# 📊 Salifort Motors Employee Retention Analysis
## Phase 1: Data Exploration and Understanding (PACE - Plan & Analyze)

**Project Overview:** This notebook focuses on understanding our dataset, exploring employee retention patterns, and setting the foundation for our predictive model.

**Business Context:** Salifort Motors is experiencing employee turnover challenges. Our goal is to identify key factors driving attrition and build predictive capabilities to support HR decision-making.

---

### 📋 Table of Contents
1. [Project Setup & Data Loading](#setup)
2. [Data Overview & Quality Assessment](#overview)
3. [Exploratory Data Analysis](#eda)
4. [Key Insights & Observations](#insights)
5. [Next Steps](#next-steps)

---

## 🛠️ Project Setup & Data Loading {#setup}

Let's start by importing necessary libraries and loading our dataset.

In [None]:
# Import required libraries
import pandas as pd
import numpy as np
import matplotlib.pyplot as plt
import seaborn as sns
import plotly.express as px
import plotly.graph_objects as go
from plotly.subplots import make_subplots
import warnings
warnings.filterwarnings('ignore')

# Set visualization style
plt.style.use('seaborn-v0_8')
sns.set_palette("husl")

# Display options
pd.set_option('display.max_columns', None)
pd.set_option('display.width', 1000)

print("✅ Libraries imported successfully!")
print(f"📊 Pandas version: {pd.__version__}")
print(f"📈 NumPy version: {np.__version__}")

In [None]:
# Load the dataset
# Note: Update the file path based on your data location
try:
    df = pd.read_csv('../data/raw/hr_dataset.csv')
    print(f"✅ Dataset loaded successfully!")
    print(f"📏 Dataset shape: {df.shape}")
    print(f"👥 Number of employees: {df.shape[0]:,}")
    print(f"📊 Number of features: {df.shape[1]}")
except FileNotFoundError:
    print("❌ Dataset file not found. Please ensure the file is in the correct location.")
    print("Expected location: ../data/raw/hr_dataset.csv")

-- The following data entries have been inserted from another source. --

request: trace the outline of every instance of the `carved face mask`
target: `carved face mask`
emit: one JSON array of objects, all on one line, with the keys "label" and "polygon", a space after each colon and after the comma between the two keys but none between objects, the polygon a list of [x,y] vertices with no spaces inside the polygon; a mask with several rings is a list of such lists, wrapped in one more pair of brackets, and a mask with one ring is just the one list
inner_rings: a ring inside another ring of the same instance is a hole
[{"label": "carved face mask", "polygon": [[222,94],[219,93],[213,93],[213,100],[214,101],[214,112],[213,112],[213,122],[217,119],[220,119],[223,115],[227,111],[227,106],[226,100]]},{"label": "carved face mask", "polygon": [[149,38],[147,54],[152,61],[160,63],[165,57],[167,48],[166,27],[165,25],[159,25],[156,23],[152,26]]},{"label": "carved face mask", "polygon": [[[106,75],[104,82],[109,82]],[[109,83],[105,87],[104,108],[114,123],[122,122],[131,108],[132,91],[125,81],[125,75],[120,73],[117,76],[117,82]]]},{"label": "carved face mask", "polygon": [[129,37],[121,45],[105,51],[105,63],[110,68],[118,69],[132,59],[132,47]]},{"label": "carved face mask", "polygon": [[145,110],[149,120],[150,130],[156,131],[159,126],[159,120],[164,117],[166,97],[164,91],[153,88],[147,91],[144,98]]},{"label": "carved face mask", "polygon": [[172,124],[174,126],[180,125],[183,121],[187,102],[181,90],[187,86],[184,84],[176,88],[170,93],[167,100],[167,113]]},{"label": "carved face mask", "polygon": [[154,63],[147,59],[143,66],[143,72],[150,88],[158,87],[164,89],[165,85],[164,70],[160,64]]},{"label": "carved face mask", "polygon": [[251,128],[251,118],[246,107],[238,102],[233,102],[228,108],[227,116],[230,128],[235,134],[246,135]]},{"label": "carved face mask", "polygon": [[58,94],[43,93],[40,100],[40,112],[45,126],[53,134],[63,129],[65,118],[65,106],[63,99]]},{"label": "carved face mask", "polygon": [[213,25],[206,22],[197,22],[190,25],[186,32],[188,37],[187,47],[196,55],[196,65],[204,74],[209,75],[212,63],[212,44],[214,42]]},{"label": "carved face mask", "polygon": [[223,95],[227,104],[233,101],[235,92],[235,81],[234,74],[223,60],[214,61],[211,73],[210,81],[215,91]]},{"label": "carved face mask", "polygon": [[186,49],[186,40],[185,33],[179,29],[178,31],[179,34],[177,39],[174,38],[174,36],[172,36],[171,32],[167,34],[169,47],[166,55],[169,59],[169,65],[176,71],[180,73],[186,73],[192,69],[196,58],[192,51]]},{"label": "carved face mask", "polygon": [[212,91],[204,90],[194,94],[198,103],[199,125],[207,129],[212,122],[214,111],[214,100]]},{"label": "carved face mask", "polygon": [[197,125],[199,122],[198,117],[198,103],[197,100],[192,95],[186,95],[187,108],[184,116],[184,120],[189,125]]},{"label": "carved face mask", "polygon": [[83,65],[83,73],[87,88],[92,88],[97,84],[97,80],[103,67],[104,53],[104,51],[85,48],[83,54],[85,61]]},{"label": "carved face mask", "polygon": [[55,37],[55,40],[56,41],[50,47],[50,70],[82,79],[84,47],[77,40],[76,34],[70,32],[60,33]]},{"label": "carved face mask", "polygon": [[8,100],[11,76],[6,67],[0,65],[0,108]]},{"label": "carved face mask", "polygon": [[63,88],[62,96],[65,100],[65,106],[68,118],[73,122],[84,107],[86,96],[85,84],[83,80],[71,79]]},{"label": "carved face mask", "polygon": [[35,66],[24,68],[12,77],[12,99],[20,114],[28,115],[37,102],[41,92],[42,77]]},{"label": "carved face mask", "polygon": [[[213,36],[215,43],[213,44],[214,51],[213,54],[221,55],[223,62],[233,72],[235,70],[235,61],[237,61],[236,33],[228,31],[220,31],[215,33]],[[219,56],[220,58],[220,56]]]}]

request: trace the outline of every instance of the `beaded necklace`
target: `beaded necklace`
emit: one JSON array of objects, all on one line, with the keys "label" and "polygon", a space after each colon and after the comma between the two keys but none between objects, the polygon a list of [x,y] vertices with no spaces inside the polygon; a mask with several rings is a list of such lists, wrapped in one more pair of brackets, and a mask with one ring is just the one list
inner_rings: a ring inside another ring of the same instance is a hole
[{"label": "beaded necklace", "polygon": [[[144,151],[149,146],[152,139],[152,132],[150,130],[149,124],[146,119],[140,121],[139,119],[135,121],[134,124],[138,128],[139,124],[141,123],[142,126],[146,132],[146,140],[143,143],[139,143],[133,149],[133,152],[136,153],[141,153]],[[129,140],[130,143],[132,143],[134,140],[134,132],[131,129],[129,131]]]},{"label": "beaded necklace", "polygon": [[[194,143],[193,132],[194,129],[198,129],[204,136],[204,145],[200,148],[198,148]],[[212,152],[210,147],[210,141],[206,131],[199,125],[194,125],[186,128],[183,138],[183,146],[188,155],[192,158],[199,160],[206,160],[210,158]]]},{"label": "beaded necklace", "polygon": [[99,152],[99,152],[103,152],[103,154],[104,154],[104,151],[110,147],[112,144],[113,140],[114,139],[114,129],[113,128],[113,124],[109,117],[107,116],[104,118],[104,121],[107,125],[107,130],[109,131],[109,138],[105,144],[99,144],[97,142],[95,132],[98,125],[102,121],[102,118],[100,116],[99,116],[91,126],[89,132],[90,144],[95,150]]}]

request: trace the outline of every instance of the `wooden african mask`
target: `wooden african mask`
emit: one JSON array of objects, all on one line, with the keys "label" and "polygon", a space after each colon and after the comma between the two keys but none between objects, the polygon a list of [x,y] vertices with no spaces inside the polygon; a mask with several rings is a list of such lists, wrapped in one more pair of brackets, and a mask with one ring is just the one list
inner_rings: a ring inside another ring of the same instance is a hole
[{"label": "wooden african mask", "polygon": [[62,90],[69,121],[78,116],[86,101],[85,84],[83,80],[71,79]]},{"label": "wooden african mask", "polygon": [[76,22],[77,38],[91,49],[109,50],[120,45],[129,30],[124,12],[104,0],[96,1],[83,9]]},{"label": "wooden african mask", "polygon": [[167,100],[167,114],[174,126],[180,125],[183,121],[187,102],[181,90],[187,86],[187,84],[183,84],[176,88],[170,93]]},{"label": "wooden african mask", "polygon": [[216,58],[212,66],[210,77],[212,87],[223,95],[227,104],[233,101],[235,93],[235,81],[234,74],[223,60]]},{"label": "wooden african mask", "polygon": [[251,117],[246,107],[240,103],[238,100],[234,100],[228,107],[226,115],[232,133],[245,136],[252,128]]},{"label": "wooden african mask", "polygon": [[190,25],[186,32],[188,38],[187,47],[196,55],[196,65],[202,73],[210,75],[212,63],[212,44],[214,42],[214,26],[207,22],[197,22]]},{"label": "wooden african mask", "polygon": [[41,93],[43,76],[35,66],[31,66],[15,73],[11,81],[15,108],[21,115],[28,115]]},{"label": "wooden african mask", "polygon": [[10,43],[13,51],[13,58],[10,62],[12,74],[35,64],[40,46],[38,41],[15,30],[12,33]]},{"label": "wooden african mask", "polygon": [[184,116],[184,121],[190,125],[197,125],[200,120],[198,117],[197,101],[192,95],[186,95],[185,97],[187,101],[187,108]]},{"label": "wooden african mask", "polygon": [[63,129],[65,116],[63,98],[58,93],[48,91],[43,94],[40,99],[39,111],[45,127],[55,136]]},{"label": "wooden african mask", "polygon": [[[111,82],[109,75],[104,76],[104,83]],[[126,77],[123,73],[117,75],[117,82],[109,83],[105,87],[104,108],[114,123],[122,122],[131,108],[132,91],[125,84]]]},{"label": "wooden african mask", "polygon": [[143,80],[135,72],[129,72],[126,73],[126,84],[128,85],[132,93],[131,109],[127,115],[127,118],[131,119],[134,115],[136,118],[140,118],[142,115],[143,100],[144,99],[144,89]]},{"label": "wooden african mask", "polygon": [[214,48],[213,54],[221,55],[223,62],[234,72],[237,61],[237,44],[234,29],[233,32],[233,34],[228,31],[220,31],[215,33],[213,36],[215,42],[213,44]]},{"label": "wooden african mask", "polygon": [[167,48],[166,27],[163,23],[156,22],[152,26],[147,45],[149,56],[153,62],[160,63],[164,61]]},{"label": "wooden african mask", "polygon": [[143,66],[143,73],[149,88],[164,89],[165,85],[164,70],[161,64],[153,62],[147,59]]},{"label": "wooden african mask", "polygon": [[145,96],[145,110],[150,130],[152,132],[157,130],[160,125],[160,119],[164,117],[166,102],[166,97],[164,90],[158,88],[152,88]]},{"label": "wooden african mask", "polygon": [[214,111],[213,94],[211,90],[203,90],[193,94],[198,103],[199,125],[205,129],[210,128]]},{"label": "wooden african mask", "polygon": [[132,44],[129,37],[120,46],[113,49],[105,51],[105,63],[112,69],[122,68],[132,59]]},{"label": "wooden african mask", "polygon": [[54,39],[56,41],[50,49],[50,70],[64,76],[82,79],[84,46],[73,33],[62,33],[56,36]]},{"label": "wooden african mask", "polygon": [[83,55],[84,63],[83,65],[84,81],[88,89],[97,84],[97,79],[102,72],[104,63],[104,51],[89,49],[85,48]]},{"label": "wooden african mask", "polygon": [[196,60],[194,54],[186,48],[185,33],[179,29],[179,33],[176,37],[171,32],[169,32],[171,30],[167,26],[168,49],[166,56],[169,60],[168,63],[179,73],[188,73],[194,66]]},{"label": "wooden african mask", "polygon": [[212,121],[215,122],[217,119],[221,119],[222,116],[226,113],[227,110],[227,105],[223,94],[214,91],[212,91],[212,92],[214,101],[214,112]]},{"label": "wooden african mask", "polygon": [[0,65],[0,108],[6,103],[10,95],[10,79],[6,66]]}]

## 📊 Data Overview & Quality Assessment {#overview}

Let's examine the structure and quality of our data.

In [None]:
# Display basic information about the dataset
print("📋 DATASET INFORMATION")
print("=" * 50)
df.info()
print("\n")

# Display first few rows
print("👀 FIRST 5 ROWS")
print("=" * 50)
display(df.head())

In [None]:
# Check for missing values
print("🔍 MISSING VALUES ANALYSIS")
print("=" * 50)
missing_data = df.isnull().sum()
missing_percent = (missing_data / len(df)) * 100

missing_df = pd.DataFrame({
    'Missing Count': missing_data,
    'Percentage': missing_percent
}).sort_values('Missing Count', ascending=False)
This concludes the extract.